SSN: What drove you to choose surgery as a career, and spinal surgery in particular?

AJ:  I realized when I was 16 that I had a knack for science, a passion for fixing things, empathy and a desire to help people, and a thirst to always be challenged and rise above those challenges.  As I began to cast around for possible career pathways, many things appealed to me: nuclear physics, advanced mathematics, engineering and design, medicine and surgery.  I ultimately decided that surgery, and in particular neurosurgery, would be the career choice that would allow me to use my passion to always be improving myself, and at the same time enter into a field that wouldn’t be “all figured out” by the time I finished and retired 50 plus years later.

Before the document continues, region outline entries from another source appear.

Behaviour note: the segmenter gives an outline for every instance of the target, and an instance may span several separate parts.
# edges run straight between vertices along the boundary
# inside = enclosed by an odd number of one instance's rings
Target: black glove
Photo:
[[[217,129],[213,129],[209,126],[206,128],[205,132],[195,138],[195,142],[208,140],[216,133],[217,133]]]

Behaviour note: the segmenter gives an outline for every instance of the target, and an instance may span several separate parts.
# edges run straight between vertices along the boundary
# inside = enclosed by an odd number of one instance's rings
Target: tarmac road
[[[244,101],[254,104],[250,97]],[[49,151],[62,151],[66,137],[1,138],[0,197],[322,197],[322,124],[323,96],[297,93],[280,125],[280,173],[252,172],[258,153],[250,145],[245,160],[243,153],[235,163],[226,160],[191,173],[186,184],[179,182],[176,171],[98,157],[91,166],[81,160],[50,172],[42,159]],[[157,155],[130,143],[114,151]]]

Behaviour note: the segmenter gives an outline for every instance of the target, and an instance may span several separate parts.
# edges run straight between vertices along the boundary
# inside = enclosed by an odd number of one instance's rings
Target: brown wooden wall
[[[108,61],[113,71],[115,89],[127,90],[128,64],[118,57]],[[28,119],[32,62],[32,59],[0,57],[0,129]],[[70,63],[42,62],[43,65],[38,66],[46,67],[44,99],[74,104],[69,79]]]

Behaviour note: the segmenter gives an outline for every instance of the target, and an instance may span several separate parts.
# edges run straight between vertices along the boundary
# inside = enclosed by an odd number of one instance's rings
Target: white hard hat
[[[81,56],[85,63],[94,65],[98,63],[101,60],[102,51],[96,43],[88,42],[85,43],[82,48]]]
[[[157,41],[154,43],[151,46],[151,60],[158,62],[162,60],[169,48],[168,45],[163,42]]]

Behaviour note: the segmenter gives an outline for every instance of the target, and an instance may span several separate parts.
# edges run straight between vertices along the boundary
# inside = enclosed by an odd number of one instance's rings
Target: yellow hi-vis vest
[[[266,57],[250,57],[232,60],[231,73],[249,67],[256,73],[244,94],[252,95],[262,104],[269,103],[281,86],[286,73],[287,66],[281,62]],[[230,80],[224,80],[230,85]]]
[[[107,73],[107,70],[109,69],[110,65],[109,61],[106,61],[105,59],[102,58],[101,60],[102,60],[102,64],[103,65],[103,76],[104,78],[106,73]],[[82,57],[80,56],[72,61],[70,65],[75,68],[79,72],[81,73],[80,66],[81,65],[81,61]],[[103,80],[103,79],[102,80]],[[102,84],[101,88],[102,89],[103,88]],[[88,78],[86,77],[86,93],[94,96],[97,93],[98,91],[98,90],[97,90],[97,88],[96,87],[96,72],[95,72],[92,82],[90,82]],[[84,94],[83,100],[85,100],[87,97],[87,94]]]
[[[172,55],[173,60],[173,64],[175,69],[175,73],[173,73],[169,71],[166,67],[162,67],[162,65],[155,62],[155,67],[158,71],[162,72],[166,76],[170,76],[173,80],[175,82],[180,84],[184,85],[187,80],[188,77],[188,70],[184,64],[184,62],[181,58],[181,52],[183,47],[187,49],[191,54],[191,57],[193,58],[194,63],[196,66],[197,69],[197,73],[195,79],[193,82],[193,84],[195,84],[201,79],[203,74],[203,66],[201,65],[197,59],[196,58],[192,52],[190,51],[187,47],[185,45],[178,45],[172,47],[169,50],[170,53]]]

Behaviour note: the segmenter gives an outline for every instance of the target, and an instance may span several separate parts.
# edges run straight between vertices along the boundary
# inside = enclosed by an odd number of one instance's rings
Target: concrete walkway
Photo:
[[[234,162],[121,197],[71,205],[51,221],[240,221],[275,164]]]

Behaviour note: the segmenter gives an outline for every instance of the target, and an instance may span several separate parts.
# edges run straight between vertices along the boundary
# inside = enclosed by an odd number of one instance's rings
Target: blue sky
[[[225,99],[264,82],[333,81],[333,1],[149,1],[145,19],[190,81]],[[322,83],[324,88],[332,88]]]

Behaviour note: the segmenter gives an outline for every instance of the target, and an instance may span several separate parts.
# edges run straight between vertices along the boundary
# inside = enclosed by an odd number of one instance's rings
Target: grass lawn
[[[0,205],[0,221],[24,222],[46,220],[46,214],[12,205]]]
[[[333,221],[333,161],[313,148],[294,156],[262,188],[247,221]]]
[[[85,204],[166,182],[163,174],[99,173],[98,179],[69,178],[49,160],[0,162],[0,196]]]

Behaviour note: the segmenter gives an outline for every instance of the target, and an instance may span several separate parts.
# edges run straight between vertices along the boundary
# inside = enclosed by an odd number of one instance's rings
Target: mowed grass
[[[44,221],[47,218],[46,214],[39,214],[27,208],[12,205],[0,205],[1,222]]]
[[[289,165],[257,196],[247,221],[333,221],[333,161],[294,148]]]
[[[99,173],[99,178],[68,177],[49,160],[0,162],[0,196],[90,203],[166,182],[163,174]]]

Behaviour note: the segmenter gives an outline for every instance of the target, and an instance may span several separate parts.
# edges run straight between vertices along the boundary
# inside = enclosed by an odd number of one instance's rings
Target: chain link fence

Even further within surgery and medicine, I decided that neurosurgery in particular would likely be the biggest challenge of all: the heart is a muscle, the digestive system is a filter, but the brain and spinal cord?  That’s just one big black box.

While certainly other specialties and their physiology and pathology are more nuanced than that simplistic 16-year-old’s perspective, I must say I have not been disappointed by my choice.

SSN: It is clear that the healthcare industry is still being impacted since the pandemic, what has been the greatest impact for you within the neuro and spinal industry?

AJ: The COVID-19 pandemic affected people on a medical as well as an economic level.  It has driven more consolidation in the field of medicine and surgery, forcing many practices to either sell themselves off to private equity or larger hospital chains, and in some cases has driven clinicians affected by COVID into early retirement.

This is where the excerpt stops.